Writing for the majority, Justice Byron White declared that the school paper in the Hazelwood case was NOT a traditional First Amendment forum but rather a school-sponsored activity that had been controlled primarily by school officials, notably a faculty adviser who selected the editors, established the publication schedule and decided how many pages would be published in each issue. White said these were very different facts than those involved in the high court's earlier rulings upholding the First Amendment rights of students, including the landmark case of Tinker v. Community School District (393 U.S. 503, 1969). White said: 

"The question whether the First Amendment requires a school to tolerate particular student speech--the question we addressed in Tinker--is different from the question whether the First Amendment requires a school affirmatively to promote particular student speech. The former question addresses educators' ability to silence a student's personal expression that happens to occur on the school premises. The latter question concerns educators' authority over school-sponsored publications, theatrical productions, and other expressive activities that students, parents, and members of the public might reasonably perceive to bear the imprimatur of the school." 

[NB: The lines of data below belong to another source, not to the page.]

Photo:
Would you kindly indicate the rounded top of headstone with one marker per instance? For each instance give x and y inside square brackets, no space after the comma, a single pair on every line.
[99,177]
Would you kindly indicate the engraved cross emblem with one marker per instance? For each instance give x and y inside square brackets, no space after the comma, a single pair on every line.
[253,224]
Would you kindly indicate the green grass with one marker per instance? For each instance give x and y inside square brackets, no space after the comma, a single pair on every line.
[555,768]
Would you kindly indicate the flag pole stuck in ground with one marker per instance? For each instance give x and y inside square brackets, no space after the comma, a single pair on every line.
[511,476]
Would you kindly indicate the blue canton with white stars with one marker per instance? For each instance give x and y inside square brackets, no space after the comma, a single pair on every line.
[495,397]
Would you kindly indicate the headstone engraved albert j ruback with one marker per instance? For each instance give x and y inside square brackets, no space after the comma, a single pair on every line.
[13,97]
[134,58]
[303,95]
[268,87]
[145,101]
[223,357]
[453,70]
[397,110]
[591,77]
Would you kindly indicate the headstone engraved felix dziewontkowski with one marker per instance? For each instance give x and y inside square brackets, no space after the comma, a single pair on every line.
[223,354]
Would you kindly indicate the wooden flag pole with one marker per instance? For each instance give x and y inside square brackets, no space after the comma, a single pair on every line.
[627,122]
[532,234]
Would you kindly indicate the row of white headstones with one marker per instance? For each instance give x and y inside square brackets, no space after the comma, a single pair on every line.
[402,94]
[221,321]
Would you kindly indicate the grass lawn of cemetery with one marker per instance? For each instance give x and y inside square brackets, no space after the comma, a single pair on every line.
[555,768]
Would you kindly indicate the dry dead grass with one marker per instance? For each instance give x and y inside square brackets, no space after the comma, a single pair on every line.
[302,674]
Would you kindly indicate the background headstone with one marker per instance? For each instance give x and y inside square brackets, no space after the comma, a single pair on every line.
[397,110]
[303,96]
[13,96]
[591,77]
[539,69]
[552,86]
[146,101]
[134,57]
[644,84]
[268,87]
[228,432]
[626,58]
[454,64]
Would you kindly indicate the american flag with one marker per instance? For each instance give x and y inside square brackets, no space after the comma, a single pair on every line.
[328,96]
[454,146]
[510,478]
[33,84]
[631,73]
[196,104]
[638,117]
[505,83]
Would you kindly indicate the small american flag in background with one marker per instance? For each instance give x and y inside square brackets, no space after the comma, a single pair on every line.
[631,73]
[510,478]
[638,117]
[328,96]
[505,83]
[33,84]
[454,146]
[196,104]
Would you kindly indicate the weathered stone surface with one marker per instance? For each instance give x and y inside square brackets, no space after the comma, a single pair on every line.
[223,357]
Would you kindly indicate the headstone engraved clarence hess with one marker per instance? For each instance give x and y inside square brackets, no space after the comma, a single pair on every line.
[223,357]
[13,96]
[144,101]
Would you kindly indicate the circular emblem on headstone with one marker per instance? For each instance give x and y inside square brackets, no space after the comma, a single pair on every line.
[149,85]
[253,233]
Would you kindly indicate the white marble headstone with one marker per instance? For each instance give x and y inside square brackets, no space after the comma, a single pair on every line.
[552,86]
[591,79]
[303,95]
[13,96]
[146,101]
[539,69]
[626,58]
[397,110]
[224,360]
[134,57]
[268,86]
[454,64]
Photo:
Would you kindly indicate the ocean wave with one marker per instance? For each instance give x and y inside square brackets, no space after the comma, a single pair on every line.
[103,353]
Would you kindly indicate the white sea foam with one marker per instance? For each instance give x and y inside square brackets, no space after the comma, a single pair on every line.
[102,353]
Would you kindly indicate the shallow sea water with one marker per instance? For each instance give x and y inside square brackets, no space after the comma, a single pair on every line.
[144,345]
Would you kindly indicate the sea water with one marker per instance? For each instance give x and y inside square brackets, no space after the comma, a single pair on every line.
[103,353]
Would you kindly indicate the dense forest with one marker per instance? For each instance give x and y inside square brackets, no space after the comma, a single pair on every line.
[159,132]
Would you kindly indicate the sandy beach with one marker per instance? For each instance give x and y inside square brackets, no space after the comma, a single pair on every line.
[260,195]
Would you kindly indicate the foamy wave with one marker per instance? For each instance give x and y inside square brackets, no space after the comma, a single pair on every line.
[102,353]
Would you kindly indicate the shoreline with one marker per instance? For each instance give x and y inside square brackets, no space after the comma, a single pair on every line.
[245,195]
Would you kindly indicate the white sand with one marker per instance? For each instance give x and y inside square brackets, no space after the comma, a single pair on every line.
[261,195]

Responding to the Hazelwood decision, journalism educators in many states lobbied their state legislatures to adopt statutory laws like California Education Code section 48907, which limits the impact of Hazelwood here. By 1996, Colorado, Iowa and Massachusetts had enacted such laws. Section 48907 (which applies only to the public schools, not to community colleges) forbids administrative censorship of official school newspapers except when it is necessary to prevent the publication of a libel, obscenity or material that might lead to unlawful or disruptive acts by students. 

Significantly, Education Code section 76120, the community college equivalent of section 48907, says nothing about the status of official student newspapers. It contains broad guarantees of free expression through bulletin boards and literature distribution, but section 48907's language concerning student publications is missing from section 76120. 

In the early 1990s the state legislature responded to the growing pressures for political correctness on college campuses by enacting the so-called "Leonard law," proposed by Sen. William Leonard of Upland. The community college version of this law is found in section 66301 of the Education Code. It says that students enjoy the same First Amendment rights on campus that they enjoy elsewhere, but it, too, is silent about officially sponsored student newspapers. 

In short, to defend the First Amendment rights of campus journalists today, one must turn to federal court decisions from the 1960s and the 1970s. These cases have not been overturned: they are still good law. But given the Hazelwood decision and the current political climate, it is entirely possible that an unsympathetic federal or state court could undercut the rights of the community college press, given a case with hard-to-defend facts. Perhaps the best way to assure the continued editorial independence of a student newspaper today is to set up policies that clearly establish the paper as an open forum for the campus and community--with a broad range of material on controversial issues that is contributed not only by the staff but by non-staff members, and with the final say over the content, budget and staffing clearly in the hands of students, not the faculty.